2.9 JavaScript Security Restrictions
For security reasons, client-side JavaScript implementations
typically impose restrictions on the tasks that scripts can perform.
The most obvious restrictions are omissions of dangerous
capabilities: there is no way for client-side JavaScript to delete
files on a user's local hard disk, for example.
Other restrictions exist to prevent the disclosure of private
information or to keep scripts from annoying users. There is no
standard set of security restrictions, but the following are
restrictions found in typical browser implementations.

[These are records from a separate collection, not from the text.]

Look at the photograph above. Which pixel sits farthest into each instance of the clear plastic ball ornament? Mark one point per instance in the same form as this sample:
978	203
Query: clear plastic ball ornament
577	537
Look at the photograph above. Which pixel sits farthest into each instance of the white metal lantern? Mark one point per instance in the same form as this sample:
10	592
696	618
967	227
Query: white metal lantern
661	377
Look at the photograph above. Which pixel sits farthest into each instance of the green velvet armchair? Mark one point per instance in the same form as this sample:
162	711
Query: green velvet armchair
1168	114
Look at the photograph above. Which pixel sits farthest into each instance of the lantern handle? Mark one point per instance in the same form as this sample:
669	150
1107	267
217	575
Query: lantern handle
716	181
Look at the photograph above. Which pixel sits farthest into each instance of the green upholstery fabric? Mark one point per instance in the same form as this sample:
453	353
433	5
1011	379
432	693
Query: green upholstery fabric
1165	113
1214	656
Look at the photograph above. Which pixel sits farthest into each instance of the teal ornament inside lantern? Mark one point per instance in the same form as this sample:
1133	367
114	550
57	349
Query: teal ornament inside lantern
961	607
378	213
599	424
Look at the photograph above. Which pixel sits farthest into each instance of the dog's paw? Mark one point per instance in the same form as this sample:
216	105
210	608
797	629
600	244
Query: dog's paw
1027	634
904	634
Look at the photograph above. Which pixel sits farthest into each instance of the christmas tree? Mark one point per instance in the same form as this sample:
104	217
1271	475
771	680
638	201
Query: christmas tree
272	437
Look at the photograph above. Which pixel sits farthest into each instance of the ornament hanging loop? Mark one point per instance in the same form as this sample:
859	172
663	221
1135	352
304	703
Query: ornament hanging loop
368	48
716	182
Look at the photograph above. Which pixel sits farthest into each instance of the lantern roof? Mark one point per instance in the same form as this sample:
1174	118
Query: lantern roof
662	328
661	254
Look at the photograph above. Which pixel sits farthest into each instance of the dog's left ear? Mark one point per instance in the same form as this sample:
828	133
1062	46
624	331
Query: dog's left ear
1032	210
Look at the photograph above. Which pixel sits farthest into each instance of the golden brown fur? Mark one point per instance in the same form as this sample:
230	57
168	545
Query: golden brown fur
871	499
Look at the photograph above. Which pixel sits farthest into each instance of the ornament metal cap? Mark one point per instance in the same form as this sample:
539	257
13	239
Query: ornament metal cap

Don't attempt to write scripts that do these things:
even if they work for your browser, they probably
won't work in others.
- Same origin policy
-
Scripts can only read properties of windows and documents that were
loaded from the same web server. This is a substantial and pervasive
restriction on cross-window scripting, and prevents scripts from
reading information from other unrelated documents that the user is
viewing. This restriction also prevents scripts from registering
event handlers or spoofing events on unrelated documents.
- File uploads
-
Scripts cannot set the value property of the
FileUpload form element.
- Sending email and posting news
-
Scripts cannot submit forms to mailto: or
news: URLs without user confirmation.
- Closing windows
-
A script can only close browser windows that it created itself,
unless it gets user confirmation.
- Snooping in the cache
-
A script cannot load any about: URLs, such as
about:cache.
- Hidden windows and window decorations
-
A script cannot create small or offscreen windows or windows without
a titlebar.
Note that this list of security restrictions is not static. As the
use of JavaScript has grown, advertisers and unsavory characters have
started doing annoying things with it. As a result, newer browsers,
such as Mozilla 1.0, allow user-configurable security restrictions
that can prevent scripts from opening new windows (such as pop-up
ads), or from moving or resizing existing windows.